At CeBIT, they were not nearly as tactful. Needless to say, this pissed off their partners in the extreme, to the point where two of them found the author just to show him the NDA. When you are backed into a corner and need friends, that is not the time to start threatening.
The NDA looks like this, with text below the picture.
Nvidia Rules & Regulations
Summary of Permitted Activities:
*Public demonstration of GF100 in 3D Vision using NVIDIA supplied PC and content.

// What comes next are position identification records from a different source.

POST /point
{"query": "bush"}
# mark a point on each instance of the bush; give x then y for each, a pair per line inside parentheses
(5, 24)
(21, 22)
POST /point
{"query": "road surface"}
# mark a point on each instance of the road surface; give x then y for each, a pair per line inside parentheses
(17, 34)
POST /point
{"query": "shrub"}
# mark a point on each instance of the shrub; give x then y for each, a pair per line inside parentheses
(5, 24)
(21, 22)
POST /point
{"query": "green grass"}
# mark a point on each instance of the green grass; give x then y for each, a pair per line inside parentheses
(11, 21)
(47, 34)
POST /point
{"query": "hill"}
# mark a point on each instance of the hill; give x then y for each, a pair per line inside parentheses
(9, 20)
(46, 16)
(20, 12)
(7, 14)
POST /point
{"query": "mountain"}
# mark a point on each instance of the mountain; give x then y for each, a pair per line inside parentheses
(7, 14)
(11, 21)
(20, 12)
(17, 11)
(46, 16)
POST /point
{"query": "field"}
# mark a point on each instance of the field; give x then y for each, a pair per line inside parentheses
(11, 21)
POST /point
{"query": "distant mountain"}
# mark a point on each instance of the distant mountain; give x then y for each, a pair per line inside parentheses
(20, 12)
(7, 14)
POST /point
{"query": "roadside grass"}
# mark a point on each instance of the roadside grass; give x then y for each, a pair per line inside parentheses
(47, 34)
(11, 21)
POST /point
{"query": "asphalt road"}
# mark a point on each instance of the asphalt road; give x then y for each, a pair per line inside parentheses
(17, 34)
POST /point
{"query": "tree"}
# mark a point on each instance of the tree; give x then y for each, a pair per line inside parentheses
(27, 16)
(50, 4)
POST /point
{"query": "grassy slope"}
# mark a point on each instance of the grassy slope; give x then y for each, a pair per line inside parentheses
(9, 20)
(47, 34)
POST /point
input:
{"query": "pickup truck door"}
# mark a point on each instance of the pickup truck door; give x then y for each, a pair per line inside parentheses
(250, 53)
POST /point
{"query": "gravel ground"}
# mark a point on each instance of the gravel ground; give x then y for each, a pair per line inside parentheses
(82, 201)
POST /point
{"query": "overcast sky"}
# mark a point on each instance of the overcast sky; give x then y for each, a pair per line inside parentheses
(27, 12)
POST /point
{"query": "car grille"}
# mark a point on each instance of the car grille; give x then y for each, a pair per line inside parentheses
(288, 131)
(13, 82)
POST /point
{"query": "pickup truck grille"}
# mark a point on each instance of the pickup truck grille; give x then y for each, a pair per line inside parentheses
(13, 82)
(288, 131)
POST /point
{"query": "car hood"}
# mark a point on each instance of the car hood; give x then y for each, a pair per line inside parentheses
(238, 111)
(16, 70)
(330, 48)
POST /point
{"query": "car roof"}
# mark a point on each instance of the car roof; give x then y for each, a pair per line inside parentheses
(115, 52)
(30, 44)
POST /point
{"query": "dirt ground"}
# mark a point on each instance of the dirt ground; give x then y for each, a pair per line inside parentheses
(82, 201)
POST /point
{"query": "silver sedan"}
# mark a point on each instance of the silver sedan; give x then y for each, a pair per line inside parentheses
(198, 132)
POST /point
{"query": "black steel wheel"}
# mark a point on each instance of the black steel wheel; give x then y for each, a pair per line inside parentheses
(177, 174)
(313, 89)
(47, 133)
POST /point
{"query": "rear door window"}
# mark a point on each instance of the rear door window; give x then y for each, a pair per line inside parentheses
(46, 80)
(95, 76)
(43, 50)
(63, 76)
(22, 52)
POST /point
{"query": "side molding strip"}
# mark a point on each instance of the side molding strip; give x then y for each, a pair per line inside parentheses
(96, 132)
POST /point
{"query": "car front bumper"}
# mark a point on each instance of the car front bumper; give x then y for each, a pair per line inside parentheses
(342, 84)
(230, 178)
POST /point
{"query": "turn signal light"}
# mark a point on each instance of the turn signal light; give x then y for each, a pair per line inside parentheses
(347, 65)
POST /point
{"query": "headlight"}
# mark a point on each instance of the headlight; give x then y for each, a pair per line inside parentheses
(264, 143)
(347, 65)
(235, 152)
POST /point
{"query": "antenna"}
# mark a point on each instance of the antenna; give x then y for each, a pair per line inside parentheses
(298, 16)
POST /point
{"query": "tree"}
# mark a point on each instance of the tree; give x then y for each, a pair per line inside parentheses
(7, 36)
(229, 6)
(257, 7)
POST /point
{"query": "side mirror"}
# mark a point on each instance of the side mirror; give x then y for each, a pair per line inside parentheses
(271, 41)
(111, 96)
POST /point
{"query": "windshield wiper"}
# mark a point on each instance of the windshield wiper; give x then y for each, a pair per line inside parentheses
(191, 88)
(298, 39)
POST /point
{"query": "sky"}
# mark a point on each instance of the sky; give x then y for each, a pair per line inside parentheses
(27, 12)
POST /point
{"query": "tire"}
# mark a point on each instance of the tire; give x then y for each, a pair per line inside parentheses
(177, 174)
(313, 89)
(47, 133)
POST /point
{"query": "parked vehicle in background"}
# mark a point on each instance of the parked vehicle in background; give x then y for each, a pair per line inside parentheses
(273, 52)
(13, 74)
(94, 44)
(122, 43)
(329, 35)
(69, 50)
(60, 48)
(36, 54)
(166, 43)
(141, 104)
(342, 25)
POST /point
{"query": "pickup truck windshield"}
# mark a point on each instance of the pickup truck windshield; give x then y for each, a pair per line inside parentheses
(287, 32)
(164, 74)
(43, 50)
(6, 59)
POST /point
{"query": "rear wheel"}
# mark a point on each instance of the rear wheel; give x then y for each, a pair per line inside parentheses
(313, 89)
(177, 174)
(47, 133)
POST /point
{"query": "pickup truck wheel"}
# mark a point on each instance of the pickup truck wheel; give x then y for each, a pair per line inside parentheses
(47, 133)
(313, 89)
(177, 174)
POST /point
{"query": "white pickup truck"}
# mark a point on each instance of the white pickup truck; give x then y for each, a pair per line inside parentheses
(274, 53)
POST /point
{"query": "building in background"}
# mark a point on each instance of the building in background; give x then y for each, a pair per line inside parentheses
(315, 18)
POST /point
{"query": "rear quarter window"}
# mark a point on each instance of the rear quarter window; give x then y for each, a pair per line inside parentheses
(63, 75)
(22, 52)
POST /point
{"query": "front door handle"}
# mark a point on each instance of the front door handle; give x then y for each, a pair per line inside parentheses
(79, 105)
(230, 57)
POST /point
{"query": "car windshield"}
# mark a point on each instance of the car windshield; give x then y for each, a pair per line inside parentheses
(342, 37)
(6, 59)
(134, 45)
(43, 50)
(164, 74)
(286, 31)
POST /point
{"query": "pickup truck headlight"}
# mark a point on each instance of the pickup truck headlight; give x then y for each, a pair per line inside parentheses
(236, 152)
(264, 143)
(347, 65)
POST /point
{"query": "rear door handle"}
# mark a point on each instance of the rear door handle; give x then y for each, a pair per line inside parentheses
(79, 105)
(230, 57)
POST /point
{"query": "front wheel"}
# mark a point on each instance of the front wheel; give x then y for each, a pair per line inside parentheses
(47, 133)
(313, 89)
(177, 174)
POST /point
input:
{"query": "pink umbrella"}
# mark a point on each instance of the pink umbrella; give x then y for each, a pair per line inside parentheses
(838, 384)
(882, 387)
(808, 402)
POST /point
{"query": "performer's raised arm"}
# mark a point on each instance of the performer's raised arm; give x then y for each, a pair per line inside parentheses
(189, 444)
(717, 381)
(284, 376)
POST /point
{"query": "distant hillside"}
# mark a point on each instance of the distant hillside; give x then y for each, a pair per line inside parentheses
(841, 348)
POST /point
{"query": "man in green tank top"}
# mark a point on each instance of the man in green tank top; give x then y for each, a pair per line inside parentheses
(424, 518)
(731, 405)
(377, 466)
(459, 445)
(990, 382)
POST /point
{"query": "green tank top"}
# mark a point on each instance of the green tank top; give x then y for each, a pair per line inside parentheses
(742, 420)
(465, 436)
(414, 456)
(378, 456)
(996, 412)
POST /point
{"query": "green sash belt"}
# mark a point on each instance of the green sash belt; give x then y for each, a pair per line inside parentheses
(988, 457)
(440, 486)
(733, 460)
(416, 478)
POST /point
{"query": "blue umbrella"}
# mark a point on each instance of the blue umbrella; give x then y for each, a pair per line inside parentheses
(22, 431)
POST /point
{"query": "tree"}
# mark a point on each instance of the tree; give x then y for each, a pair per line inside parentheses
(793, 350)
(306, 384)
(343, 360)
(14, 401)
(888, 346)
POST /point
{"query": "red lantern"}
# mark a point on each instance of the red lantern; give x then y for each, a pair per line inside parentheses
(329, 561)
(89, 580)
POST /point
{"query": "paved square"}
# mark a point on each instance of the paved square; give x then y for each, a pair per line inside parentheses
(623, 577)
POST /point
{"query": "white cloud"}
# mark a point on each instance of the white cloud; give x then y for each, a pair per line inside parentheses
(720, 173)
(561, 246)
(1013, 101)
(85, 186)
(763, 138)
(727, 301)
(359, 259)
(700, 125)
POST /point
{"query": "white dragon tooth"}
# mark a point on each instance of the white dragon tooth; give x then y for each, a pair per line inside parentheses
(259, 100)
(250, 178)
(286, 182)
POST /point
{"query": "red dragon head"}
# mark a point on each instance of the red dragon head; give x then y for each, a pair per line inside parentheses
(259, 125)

*Public display of color box templates and disclosure of features and brand name information included in the NVIDIA retail box template
Not Permitted Activities:
-Public or NDA demonstration of GF100 using any other system or content than supplied by NVIDIA
-Public or NDA disclosure of performance numbers or benchmarks
-Public or NDA disclosure of clocks or any other product specifications outside of those included in the NVIDIA retail box template
-Public disclosure of pricing or availibility
-Public or NDA press briefings of GF100. Please refer all press inquiries on GF100 to NVIDIA PR.
-Public display of GF100 mechanical sample
* * *
There you have it. While it may look pretty tame, it was accompanied by some threatening language in at least two of the cases. Well done, ATI couldn’t have done more damage to the Nvidia name if they’d tried. You have to wonder about a memo that won’t use a publicly disclosed product name.
Most of the questions were answered a bit ago, but lets recap. The benchmarks are on par with the ATI HD5850 for the GTX470 and about 5 percent above the HD5870 for the GTX480, but both Nvidia cards run much hotter. Clocks are 625/1250MHz, way short of the intended 750/1500, and wattage is through the roof.
Two box samples seen by SemiAccurate had no clocks or specs on them, quite telling for a product that will paper launch later this month. There must be quite a bit of panic in Santa Clara right now. Pricing wasn’t set according to four partners talked with by SemiAccurate, and availability for the high-end part, at least according to what Nvidia has promised to deliver, is basically a few hundred units per vendor. Worldwide. Ever.
We would go to Nvidia PR for more questions, but they have stated that they see no reason to talk to SemiAccurate. Finally, the mechanical sample bit is just piling on the pain. If you read into this that each of the big name vendors don’t have enough ‘real ‘puppies’ to do their own testing, that would be the case. Months later, yields still struggle to break into the double digits for both 470 and 480 combined, and there just aren’t enough to put out, much less sell.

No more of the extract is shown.